Tag: captain

2 records found
Letter fragment addressed to Ḥusayn al-Ṣabbagh al-Ḍāmin in formal style and in curious script of large characters, asking the recipient to pay 1/6 dinars for the hire of a boat, for which the writer had pawned his clothing with the captain al-Rayyis al-Ḥayfī. The writer is hungry and thirsty. It seems he ate something that gave him a bad case of gas ("wa-alqaʾat al-riyāh fī jawfī"), and he has not eaten anything since. Mentions Amīr al-Juyūsh and Saniyy al-Dawla. Information in part from Goitein's index card. Handwriting is the same as ENA 3360.7 (another letter) and may be the same as DK 344 (literary). ASE.

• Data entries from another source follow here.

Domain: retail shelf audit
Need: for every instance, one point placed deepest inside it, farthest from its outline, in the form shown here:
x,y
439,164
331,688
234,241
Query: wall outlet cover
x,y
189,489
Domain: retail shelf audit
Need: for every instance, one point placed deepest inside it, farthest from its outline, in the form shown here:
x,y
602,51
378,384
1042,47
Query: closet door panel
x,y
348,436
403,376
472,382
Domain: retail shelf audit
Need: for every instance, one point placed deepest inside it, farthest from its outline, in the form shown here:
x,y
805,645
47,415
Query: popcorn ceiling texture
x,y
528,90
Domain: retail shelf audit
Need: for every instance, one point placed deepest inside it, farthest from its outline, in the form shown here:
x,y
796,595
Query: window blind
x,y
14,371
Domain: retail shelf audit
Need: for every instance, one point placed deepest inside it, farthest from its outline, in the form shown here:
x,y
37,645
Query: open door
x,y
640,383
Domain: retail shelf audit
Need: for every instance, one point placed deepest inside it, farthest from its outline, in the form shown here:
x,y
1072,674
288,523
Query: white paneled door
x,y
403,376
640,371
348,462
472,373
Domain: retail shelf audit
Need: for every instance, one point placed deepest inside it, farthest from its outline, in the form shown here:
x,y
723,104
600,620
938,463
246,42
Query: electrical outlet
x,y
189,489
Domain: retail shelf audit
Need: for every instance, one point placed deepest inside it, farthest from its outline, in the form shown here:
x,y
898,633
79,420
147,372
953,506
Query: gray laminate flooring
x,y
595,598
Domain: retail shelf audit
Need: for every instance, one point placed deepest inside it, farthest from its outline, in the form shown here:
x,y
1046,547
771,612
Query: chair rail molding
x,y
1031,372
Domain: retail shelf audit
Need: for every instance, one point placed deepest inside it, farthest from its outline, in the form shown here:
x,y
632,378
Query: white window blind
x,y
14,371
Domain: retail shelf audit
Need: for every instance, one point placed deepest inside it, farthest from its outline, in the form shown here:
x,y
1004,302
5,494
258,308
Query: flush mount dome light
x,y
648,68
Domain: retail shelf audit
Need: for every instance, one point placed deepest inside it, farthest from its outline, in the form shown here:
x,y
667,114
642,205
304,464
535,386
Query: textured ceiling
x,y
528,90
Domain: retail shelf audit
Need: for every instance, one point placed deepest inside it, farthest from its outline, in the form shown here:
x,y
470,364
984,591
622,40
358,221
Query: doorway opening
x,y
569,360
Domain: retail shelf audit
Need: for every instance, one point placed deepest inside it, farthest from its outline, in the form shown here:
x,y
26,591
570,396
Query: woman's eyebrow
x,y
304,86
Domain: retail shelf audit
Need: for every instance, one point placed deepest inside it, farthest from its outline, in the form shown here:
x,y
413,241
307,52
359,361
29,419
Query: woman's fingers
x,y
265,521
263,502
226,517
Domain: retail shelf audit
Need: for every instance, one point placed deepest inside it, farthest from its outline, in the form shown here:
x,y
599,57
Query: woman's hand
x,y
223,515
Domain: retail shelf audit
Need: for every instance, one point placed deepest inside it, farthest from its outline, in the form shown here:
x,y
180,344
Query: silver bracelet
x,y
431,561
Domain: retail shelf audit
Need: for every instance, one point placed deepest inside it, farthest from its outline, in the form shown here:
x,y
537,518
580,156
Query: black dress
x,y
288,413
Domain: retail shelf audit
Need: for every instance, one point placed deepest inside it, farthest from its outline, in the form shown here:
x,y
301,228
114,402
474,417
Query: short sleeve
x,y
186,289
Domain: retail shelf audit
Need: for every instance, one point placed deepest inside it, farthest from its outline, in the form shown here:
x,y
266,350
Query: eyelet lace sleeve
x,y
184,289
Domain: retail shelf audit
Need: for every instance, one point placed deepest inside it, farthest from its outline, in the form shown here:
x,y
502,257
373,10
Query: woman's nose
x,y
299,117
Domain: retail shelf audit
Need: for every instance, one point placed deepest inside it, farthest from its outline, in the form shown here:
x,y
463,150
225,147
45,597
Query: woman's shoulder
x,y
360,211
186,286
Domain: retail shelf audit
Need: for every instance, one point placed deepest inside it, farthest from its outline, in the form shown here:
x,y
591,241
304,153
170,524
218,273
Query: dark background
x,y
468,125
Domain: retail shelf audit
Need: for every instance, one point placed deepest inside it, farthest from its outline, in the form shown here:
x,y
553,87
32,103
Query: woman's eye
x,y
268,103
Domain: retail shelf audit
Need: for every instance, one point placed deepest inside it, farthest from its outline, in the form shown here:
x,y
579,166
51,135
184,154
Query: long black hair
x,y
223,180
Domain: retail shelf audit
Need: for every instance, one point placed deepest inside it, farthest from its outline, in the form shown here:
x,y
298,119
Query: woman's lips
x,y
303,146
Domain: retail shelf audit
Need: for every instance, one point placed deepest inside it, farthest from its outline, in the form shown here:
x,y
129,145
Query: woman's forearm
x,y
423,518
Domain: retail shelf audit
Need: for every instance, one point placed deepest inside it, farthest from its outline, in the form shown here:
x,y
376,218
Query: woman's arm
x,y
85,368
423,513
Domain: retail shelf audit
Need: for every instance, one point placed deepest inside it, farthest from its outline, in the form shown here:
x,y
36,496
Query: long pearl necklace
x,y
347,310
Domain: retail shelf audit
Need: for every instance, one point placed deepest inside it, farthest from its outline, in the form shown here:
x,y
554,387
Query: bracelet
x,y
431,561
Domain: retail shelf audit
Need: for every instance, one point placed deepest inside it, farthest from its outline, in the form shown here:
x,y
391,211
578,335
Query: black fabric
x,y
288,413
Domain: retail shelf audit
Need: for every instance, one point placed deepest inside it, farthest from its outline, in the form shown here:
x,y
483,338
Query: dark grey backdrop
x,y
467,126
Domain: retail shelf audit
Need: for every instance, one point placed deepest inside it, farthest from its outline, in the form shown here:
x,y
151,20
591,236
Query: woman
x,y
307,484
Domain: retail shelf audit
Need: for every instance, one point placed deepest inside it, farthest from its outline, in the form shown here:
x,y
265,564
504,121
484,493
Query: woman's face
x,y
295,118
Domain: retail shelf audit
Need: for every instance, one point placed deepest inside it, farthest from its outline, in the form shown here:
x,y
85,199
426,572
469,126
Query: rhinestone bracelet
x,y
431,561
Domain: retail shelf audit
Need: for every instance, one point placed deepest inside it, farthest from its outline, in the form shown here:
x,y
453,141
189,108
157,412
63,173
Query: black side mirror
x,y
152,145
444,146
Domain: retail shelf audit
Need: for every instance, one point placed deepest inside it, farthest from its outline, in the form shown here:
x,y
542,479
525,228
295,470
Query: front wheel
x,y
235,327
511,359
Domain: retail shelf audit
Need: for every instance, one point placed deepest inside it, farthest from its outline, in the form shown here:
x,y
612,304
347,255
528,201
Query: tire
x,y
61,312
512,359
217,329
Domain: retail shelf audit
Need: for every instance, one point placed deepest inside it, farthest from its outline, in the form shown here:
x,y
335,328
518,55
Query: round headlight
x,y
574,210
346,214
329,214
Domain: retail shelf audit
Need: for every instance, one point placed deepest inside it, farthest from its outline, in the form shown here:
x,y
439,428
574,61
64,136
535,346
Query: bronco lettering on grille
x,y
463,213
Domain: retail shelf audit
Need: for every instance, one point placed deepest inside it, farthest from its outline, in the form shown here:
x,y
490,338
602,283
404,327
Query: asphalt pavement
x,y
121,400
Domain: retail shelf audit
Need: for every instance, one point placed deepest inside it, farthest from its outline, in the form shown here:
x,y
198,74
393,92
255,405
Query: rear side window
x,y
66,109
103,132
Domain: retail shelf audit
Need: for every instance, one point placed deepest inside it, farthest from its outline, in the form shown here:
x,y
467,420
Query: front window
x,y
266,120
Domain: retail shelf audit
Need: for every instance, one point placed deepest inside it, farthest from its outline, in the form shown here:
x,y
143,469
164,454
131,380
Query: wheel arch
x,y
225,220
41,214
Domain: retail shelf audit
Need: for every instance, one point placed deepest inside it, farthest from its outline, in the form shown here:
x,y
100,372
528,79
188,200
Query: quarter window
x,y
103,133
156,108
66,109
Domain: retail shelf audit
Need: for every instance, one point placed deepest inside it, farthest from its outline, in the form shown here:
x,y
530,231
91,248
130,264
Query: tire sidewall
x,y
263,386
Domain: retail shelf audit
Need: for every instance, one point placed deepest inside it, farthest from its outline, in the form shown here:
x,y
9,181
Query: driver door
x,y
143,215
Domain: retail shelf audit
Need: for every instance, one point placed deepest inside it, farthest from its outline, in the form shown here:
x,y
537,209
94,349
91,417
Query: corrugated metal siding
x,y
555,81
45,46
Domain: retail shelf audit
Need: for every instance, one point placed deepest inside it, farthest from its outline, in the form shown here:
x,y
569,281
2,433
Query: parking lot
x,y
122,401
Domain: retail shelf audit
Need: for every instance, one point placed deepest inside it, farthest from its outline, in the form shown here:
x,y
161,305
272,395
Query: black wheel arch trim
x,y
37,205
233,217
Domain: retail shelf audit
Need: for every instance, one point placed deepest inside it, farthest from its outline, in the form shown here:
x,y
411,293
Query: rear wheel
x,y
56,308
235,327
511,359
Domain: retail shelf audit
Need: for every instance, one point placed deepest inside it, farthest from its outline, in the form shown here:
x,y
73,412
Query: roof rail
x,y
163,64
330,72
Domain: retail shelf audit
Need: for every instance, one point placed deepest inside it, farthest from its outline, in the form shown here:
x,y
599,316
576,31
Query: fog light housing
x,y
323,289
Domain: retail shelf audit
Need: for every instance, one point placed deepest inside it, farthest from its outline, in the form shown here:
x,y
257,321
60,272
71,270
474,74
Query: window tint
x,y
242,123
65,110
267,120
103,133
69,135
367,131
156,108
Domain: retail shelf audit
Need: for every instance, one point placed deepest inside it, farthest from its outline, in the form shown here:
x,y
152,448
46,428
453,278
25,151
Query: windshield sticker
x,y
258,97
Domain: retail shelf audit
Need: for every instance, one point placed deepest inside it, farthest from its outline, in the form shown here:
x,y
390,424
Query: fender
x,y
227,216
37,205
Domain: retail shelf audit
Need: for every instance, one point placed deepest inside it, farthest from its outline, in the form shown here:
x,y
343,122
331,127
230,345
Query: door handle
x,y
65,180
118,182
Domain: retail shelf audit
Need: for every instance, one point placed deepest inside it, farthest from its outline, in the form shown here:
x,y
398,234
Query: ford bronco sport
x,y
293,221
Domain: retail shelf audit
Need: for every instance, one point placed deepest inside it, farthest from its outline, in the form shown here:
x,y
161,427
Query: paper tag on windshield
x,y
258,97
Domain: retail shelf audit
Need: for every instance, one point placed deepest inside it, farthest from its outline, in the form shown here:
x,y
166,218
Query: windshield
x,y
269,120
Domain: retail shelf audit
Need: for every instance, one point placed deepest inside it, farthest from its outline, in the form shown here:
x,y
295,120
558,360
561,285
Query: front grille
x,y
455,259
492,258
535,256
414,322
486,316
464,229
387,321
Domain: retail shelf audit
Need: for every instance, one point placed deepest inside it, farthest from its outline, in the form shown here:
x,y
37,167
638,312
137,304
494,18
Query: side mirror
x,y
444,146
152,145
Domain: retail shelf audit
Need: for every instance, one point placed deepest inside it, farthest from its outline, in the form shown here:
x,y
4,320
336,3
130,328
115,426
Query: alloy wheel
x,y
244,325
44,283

Legal testimony. In Arabic script. Dated: First decade of Rabīʿ I 486 AH, which is April 1093 CE. Apparently concerning some confusion over shipments of produce (ghalla) from two tax farmers (? bi-rasmi muqṭaʿayn). The captain/owner (rayyis) of the ship who delivered the produce to the arsenal (Dār al-Ṣināʿa) may be insisting that the taxes have already been paid on these shipments. (For more on the Fatimid arsenal, see David Bramoullé, Les Fatimides et la mer (909-1171) (Leiden, 2019), ch. 5.) The rayyis swears by God, by the caliph al-Mustanṣir, and by another person titled amīr al-juyūsh, sayf al-islām, nāṣir al-imām, chief dāʿī, etc. (=Badr al-Jamālī?). (Information in part from the Baker & Polliack catalogue.) Needs further examination.